Wundzentren gibt es zwar schon in Deutschland, aber sie sind selten zertifiziert, und Wundfachärzte gibt es gar nicht. Das macht die Sache für den Lotsen Hausarzt nicht gerade einfach …
Dissemond: Wundzentrum ist derzeit noch ein ungeschützter Begriff. Die Deutsche Gesellschaft für Dermatologie wird aber bis Ende des Jahres einen Zertifizierungskatalog erstellen. Dann wird es in Deutschland auch zertifizierte dermatologische Wundzentren geben. Über die Zusatzbezeichnung „Wundarzt“ wird derzeit diskutiert. Die Pflege hat es mit ihren weit verbreiteten „Wundmanagern“ schon vorgemacht. Insofern denke ich, dass es derzeit in vielen Teilen von Deutschland bereits Zentren mit guter Expertise insbesondere für „Therapieversager“ gibt.

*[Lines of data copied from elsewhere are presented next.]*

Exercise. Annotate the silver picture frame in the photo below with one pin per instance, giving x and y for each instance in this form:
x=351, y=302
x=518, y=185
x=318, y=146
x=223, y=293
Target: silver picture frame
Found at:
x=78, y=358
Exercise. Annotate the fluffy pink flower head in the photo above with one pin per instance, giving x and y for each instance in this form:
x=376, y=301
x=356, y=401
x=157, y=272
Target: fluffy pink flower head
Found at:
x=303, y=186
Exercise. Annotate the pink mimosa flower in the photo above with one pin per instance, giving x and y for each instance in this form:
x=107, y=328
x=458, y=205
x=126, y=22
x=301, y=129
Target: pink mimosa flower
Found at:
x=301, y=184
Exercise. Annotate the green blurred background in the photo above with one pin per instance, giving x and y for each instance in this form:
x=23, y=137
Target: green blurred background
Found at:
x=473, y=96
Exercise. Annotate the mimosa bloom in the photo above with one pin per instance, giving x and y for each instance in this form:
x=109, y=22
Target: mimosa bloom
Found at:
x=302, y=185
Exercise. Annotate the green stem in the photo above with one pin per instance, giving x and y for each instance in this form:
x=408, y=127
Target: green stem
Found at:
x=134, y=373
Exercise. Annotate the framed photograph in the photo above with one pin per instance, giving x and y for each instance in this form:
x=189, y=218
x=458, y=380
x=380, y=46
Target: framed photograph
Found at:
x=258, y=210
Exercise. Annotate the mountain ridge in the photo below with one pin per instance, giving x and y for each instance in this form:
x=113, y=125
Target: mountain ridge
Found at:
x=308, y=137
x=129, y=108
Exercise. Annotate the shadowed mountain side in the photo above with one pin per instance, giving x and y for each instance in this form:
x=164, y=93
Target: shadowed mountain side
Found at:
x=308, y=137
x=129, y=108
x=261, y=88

Wird sich durch solche Titel und Zertifikate aber tatsächlich die Versorgung für die Patienten verbessern?
Dissemond: Eine Tendenz zur Zentrenbildung beobachten wir derzeit in fast allen Bereichen der Medizin, und das hat einen guten Grund. Für das Diabetische Fußsyndrom gibt es mittlerweile zertifizierte Zentren und immer mehr Hausärzte überweisen dorthin. Ich wünsche mir diesen Trend auch für das Unterschenkelgeschwür, da das chronische Ulcus cruris eine interdisziplinär und interprofessionell anzugehende medizinische Herausforderung darstellt.